World of Warcraft Classic players will do almost anything to head into the upcoming Wrath of the Lich King expansion launch with an advantage. If we’re being honest, building up to the release is the only thing to do right now. However, it can be a source of pain and frustration for some — be it through farming Alterac Valley or struggling to get past (the now far smaller) login queues.
However, its professions that stand out as the foundation to the latest major pain point for forward-thinking players. Right now, in game, players are fighting tooth and nail over ore all around the world of Azeroth and Outland. Far from the battlegrounds and arenas are brawls over mining nodes.
“Nodes aren’t plentiful in vanilla classic as they weren’t on game release,” says Squee, a level 53 Priest levelling on the Thekal fresh server in the weeks leading up to Wrath of the Lich King. “There are only a few zones where you can get ore and level up, and at the moment, no matter which zone you go to, you’ll run into 3-4 other players running the same route”. They are one of many players currently farming mining in order to funnel resources towards jewelcrafting and / or engineering.
The reason these two professions are particularly rough for MMO grinders is because of how damn great they are in Wrath of the Lich King. Both provide players with untradable gems or gear upgrades, which provide incredible benefits that’ll put you a step ahead of your peers in terms of damage, healing, or anything relevant.
So why is mining ore a point of contention right now?
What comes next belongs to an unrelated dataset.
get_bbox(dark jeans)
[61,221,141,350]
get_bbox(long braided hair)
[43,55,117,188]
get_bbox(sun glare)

Well, both jewelcrafting and engineering require raw ore and gems that are only obtainable via mining. Either that, or you have to spend in-game gold at the auction house for resources that currently are seeing inflated prices due to the sheer demand at play right now. As such, for those without much capital, especially on fresh servers without years of earned wealth around, m ining is the best option.
According to Squee via in-game whispers: “You could spend 1 hour running in circles, not seeing 1 node”, purely down to the number of players out in the world hunting them down. On Azeroth there’s no flying, so those with epic ground mounts (or paladins with their additional mounted speed) have the advantage, whereas in Outland the costly epic flying speed reigns supreme. For comparison, I levelled up herbalism from start to finish in around 5 hours over the weekend. Miners are struggling to finish up in double the time thanks to sheer competition.
So why do it now? Why not wait until later, when people have moved on? You guessed it: sunk cost fallacy. Now they’ve started, they might as well finish it. Squee states: “It’s more than time spent, when you spend such a large time doing something, it feels like a massive waste to give it up, so you’re kind of stuck with just finishing it off, out of principle.”
Looking at the situation from afar, it makes you wonder what everyone affected thinks about each other. Are they bitter enemies, or comrades in arms suffering together. In a heartwarming twist I wasn’t expecting, it appears to be the latter… for the most part. “I usually call them expletives, cause they beat me to every node, but it’s understandable, they’re all in the same situation. So we all just have to put up with each other. Unless they’re a paladin, then I hate them, because they have extra mount speed.”